Friedrich Hayek warned more than half a century ago that central planning doesn’t work. Here’s why:
* Central Planners (government) makes a plan * The plan includes specific expectations * The expectations are never, ever, realized * A “crisis” ensues * So the planners demand more control * And create more plans * Ad hoc * Willy nilly * Capriciously * So you must wait for things to settle down to make your decision
Today’s Wall Street Journal article about the fiscal cliff demonstrates the futility of central planning:
“We’re all sitting on the sidelines right now wondering what’s going to happen to us,” said John Odland, chief financial officer at MacMillan-Piper Inc., a freight-transport firm in Seattle. “A lot of my contemporaries are feeling the same way, saying, ‘Let’s just wait and see what these knuckleheads do.’ “
Why should private, free citizens have to wait on government for anything?
Here’s a better solution: get the damn government out of the economic planning business.
It’s true that individuals are no better at planning than government experts. But they’re no worse, either. The difference, then, is the number of people affected by a plan that doesn’t work.

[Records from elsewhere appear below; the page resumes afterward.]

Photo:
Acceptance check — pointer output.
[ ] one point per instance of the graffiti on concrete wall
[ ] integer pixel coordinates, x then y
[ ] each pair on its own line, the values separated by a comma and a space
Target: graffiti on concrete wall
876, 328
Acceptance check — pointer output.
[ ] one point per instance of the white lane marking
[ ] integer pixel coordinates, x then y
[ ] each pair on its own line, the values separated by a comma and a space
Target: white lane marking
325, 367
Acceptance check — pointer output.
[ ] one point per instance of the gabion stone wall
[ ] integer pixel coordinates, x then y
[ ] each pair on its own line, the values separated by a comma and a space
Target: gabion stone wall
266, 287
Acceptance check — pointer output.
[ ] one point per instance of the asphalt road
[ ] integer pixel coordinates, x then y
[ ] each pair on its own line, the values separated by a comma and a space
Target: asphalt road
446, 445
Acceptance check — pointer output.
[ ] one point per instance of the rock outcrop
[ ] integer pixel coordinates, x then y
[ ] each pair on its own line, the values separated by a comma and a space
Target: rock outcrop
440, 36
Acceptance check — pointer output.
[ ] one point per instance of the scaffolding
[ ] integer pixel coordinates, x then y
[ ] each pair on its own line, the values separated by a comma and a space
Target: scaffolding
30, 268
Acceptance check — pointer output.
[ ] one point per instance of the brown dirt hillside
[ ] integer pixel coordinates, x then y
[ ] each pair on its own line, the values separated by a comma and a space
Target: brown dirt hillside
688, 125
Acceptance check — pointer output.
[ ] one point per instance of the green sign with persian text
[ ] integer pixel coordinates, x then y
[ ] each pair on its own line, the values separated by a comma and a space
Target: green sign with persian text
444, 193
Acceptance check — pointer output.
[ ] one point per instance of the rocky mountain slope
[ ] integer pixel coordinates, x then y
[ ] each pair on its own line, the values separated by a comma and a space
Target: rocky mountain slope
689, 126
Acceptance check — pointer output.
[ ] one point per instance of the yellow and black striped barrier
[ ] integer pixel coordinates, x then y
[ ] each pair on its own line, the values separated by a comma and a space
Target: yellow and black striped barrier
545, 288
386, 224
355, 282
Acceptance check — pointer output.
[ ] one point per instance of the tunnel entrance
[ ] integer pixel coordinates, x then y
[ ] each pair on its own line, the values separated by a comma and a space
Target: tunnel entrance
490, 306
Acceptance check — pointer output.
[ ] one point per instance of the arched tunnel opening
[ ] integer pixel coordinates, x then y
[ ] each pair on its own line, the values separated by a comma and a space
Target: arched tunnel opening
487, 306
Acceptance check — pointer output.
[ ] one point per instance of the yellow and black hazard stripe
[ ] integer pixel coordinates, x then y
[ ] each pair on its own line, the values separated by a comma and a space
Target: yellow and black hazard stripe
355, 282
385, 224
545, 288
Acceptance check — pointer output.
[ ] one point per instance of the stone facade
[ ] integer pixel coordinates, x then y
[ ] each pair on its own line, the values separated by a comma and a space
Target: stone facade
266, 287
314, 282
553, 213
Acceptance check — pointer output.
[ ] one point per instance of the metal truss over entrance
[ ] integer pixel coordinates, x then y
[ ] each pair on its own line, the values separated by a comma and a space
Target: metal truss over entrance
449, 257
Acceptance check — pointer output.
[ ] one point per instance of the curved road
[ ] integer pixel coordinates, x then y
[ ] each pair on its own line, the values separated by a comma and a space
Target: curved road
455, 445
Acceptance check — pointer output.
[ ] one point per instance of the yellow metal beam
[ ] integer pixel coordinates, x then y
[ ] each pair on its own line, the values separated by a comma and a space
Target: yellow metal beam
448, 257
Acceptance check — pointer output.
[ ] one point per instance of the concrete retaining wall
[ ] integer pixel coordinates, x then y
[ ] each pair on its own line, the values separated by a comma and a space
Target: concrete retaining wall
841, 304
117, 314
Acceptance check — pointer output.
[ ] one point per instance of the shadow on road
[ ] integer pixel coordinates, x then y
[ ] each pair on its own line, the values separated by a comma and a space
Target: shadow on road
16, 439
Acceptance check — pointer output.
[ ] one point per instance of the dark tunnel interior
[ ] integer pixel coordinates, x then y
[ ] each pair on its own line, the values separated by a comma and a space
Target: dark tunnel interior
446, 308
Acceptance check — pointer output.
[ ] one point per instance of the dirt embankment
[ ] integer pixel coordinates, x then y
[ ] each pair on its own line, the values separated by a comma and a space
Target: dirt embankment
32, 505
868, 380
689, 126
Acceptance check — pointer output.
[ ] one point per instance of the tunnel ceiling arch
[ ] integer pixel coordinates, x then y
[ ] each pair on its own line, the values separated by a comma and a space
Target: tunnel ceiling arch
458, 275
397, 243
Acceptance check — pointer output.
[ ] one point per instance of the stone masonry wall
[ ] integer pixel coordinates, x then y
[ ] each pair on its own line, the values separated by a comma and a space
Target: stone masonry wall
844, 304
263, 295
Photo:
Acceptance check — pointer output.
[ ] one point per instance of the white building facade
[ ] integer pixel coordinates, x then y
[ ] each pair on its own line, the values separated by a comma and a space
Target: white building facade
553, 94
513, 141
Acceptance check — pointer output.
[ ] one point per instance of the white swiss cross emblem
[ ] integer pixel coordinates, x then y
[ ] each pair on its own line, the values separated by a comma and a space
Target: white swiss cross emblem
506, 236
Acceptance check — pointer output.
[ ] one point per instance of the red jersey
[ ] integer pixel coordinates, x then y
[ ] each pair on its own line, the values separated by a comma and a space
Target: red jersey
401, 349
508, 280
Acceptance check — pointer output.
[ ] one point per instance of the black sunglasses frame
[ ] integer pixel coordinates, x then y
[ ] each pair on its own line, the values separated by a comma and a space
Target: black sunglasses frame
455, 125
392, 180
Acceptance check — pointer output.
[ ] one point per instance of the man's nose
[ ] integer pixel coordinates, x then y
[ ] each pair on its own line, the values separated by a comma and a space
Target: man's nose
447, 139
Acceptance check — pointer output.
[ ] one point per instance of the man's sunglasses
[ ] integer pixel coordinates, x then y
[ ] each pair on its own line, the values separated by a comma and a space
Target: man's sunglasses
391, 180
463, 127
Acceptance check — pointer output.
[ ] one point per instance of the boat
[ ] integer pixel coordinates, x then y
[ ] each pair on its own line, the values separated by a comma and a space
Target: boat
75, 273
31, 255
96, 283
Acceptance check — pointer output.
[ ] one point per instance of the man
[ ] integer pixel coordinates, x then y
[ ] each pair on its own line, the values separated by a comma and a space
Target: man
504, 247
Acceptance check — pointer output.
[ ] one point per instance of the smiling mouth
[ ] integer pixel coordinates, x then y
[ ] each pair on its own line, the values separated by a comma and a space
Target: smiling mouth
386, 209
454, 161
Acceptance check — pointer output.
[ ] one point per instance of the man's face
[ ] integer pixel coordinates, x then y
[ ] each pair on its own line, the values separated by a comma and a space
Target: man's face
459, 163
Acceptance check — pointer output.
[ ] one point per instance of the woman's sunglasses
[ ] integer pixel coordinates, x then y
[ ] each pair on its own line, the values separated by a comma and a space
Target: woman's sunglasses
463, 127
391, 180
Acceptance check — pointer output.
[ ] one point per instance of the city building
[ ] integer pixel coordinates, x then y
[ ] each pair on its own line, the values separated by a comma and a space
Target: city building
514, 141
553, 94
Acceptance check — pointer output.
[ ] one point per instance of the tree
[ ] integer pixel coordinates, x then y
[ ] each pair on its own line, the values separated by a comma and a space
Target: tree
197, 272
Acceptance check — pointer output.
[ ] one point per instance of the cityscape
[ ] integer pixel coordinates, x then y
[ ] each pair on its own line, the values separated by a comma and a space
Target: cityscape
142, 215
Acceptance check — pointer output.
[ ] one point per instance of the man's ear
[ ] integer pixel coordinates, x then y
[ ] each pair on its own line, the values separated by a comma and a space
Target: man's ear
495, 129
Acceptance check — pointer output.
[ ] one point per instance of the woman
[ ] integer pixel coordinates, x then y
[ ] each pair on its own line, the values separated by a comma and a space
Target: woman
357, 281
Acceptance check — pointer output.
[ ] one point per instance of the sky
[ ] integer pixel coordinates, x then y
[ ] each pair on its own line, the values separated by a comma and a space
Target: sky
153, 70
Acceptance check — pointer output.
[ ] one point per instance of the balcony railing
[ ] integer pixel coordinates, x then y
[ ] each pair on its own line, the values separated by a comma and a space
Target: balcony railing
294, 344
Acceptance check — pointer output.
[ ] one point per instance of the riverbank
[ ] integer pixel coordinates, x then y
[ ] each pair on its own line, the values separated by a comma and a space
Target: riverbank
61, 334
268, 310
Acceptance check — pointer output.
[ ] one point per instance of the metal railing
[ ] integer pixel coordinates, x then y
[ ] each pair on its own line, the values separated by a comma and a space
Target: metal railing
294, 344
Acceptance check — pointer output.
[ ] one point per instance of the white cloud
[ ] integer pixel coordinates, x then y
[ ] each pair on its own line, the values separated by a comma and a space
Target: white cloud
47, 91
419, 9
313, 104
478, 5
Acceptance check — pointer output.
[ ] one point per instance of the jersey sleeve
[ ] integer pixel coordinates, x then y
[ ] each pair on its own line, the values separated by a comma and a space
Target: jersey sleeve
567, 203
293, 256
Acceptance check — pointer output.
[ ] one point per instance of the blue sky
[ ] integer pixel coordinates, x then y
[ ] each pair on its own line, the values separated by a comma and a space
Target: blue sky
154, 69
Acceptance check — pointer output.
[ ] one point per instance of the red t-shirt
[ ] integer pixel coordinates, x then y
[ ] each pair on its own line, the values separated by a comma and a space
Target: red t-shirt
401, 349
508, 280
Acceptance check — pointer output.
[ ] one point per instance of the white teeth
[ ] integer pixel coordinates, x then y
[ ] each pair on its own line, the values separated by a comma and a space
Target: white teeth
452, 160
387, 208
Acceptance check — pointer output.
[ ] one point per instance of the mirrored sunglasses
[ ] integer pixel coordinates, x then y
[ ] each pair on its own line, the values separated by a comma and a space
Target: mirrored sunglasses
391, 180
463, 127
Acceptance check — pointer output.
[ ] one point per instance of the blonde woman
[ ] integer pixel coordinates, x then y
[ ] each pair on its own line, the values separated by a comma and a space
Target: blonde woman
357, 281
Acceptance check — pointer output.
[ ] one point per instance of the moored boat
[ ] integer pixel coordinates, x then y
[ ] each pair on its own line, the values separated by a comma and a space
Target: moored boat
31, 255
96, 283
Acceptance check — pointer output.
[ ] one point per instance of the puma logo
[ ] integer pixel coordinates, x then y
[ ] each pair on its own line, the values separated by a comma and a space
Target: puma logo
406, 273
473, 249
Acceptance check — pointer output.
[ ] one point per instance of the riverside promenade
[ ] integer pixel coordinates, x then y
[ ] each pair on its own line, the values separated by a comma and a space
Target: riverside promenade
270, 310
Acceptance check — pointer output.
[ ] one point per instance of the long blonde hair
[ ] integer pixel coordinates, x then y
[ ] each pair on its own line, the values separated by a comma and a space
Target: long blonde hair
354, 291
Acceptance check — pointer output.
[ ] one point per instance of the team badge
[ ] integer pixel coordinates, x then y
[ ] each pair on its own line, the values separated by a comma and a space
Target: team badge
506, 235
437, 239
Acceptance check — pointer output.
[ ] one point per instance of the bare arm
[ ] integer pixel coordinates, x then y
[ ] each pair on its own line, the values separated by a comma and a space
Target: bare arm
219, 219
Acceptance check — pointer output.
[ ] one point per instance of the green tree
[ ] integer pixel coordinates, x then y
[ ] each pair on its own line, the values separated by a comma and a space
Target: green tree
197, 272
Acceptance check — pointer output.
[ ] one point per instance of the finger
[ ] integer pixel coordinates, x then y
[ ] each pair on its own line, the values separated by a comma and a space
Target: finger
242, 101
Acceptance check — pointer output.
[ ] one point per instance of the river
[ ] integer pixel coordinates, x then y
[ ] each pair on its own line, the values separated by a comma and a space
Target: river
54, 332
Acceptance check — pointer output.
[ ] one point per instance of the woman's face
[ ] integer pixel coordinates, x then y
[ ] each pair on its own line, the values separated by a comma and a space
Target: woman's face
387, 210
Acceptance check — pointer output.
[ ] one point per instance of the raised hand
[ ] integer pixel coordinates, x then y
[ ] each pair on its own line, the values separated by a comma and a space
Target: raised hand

If Joe Shit the Ragman’s plan for his business or his family or his vacation fails, who’s affected? Joe, maybe his wife, maybe his employees. And it stops there.
If Barack Obama’s plan or Ben Bernanke’s plan or Tiny Tim Geithner’s plan for the economy fails, who’s affected? All of us.
Moreover, if Joe’s plan fails, it’s up to him and him alone to sacrifice while a better plan takes shape for him and is family.
But if a government plan fails, the government invents new powers, which always come at the expense of your personal power, new taxes, and new plans. From the same WSJ article:
Each scenario involves prolonged uncertainty. Most consumers would start to pare their spending after receiving smaller paychecks due to higher payroll-tax withholding. Income-tax refunds for 2012 could be delayed while the Internal Revenue Service programs its computers to account for tax changes. Government agencies could start cutting back, hurting employees and suppliers. Many other employers likely would slow hiring or cut jobs. And investors could eventually look at those risks and send stocks lower, threatening a downward spiral in consumer and business spending.
We are throw more than good money after bad;** we are throwing away good lives after bad.**
The only solution to the fiscal cliff problem is to STOP CENTRAL PLANNING, restore power to individuals to make decisions, and reinvigorate a sense of community so people are more likely to help their neighbors.